After Paul D reveals to Sethe that Halle witnessed her attack and smeared butter from the churn onto his face, Sethe interprets his act as a desperate response to his wife’s bizarre deprivation of breast milk. For Sethe, the scene fills a gap in the story of her flight; it explains, in part, why Halle could not rescue her or reunite with his family. For Baby Suggs, Halle no longer exists, gone with her other seven offspring. But he is replaced by her daughter-in-law and four grandchildren, whom she welcomes with a sumptuous feast for 90, a food offering as rich as the butter that smeared Halle’s face when he realized his powerlessness to stop the assault on the barn floor beneath his hiding place in the loft. These feedings symbolize a generosity denied by slavery, a hunger not soon to be alleviated, even after nationwide emancipation.

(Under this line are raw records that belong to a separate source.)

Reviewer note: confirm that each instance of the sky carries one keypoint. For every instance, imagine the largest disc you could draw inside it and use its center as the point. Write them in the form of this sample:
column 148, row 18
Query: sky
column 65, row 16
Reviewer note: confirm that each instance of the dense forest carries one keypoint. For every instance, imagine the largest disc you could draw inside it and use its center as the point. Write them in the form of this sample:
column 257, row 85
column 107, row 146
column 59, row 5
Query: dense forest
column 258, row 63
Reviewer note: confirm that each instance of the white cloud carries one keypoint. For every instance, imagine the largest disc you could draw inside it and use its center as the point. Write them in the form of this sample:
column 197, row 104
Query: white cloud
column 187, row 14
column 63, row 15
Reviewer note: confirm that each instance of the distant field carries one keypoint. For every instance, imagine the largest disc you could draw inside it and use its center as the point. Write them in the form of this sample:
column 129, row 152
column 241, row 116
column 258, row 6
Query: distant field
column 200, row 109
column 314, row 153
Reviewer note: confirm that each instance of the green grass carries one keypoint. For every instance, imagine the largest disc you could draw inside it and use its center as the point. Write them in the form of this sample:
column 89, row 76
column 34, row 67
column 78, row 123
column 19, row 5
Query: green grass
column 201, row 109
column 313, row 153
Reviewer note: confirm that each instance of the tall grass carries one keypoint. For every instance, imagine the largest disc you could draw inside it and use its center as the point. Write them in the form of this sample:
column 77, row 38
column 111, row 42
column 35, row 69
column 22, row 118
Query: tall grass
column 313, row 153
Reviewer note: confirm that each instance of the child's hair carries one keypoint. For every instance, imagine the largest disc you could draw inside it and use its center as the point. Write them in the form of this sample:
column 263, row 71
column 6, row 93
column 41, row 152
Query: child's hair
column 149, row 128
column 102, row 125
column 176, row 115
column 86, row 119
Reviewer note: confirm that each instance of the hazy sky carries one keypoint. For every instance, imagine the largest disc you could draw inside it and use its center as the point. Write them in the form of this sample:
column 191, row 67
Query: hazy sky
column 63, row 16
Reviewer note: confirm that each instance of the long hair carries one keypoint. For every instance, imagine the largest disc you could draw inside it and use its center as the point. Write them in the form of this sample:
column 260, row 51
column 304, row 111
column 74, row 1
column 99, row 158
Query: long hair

Colors are the single rays of hope that brighten Baby Suggs’s last days. She particularly craves lavender and the orange squares that lessen the forbidding neutrality of the keeping room both for her and for its subsequent inhabitant, Beloved, who also gravitates toward a rich, fiery hue. Touches of red signify Beloved — she is bathed in red blood, gravitating toward a flitting cardinal, and wrenching open the cloistered red heart within Paul D. The black community, designated as Bluestone Road, is like a sapphire, a jewel that forms in nature. Like a pearl evolving around grit or a diamond forced into sparkling life from dispirited carbon, Bluestone (a way station) colors black freedom with a reassuring luster.
Metal images appear, such as the knife that Paul D grips like a harpoon as he skewers Beloved with personal questions about where she came from and where she is headed. The iron in Sethe’s eyes and the iron bit in Paul D’s mouth that stops him from talking with Halle about his trauma represent the dichotomy of female strength versus male impotence. The cruelties of Sweet Home stiffen Sethe against all buffetings, even loss of respect for her much-loved husband; these same indignities harness Paul D like a dray animal and stop his mouth from communicating his loss of manhood.
Without imagery, Beloved would be a sterile ghost story, fit only for titillating audiences into a shiver and nervous giggle. Details, richly evocative and endlessly interconnected, support the framework of Beloved’s plot. The multiple levels of communication perform multiple tasks:
They tell the story.
They describe the historic underpinnings of slavery.
They reveal the dehumanizing effect of bondage and torture.
They investigate the difference between male and female responses to powerlessness.
They delineate the necessity for self-love.
They crown the story with its ritualistic laying on of hands, the healing touch that restores wholeness.